Le rapport des Britanniques aux frontières et à  la nationalité est tout sauf simple: ainsi Le Monde d’aujourd’hui m’apprend qu’il n’existe aucune frontière entre la République d’Irlande et le Royaume-Uni (Irlande du Nord comme Grande-Bretagne). C’est une suite qui paraît idyllique après la lutte violente pour l’indépendance irlandaise qui a donné lieu à  la partition de l’île en 1920: je doute qu’il en soit même entre la Slovaquie et la République tchèque où pourtant il s’agissait vraiment d’une séparation d’égaux et non de libération contre un occupant / de retrait d’une colonie; et je n’ose en rêver pour les futures relations entre les deux Etats d’Israël et de Palestine… Pour l’Irlande, en tout cas, cela va changer car les Britanniques ont fini par se rendre compte qu’ils n’avaient, du coup, aucun contrôle sur l’entrée d’étrangers à  partir du sol irlandais (mais l’Irlande veut refuser la réciproque: elle entend continuer de n’exercer aucun contrôle, en particulier, entre l’Irlande du Nord et la République).

Le même pragmatisme pas nécessairement conséquent s’applique sur la question des rapports entre le pouvoir central (« Westminster » pour le pouvoir politique, « Whitehall » pour l’administration) et les différentes parties du royaume. L’Ecosse, qui avait conservé dès l’Acte d’Union une tradition juridique et judiciaire distincte, dispose maintenant d’un parlement et d’un gouvernement dotés d’une large autonomie[1]. Sans pouvoir aller aussi loin dans les compétences, le Pays de Galles[2] suit (à  moins que ce ne soit l’Irlande du Nord: dans le régime actuel de liberté surveillée et de partage du pouvoir obligatoire entre adversaires, entre lesquels de surcroît la religion prime sur l’échelle gauche-droite, les règles de la politique traditionnelle sont quelque peu suspendues et ne permettent pas d’évaluer vraiment le rapport au pouvoir central).

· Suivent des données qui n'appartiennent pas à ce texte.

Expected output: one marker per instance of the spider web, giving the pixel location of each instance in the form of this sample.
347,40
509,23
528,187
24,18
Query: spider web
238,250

Ce qui est sûr, en revanche, c’est que l’Angleterre n’a pas d’existence propre sur le plan politique ou administratif: elle fait corps avec le Royaume-Uni dont elle représente 83,8% de la population (50,34 mios d’habitants).

Cela pose tout de même un problème politique: les lois qui s’appliquent à  l’Angleterre (en général, par exemple sur la santé, l’éducation, le logement: à  l’Angleterre et aux Pays de Galles, avec régime similaire mais distinct pour l’Irlande du Nord; rien pour l’Ecosse quand la compétence a passé au parlement d’Edimbourg) sont adoptées en dernier ressort par la Chambre des communes. Et il n’est pas rare que seul un fort contingent de députés écossais donne une majorité au gouvernement travailliste… Le leader conservateur, David Cameron, vient de se prononcer pour la réforme qui paraît aller de soi: ne pas faire voter les élus écossais sur les lois qui ne les concernent pas.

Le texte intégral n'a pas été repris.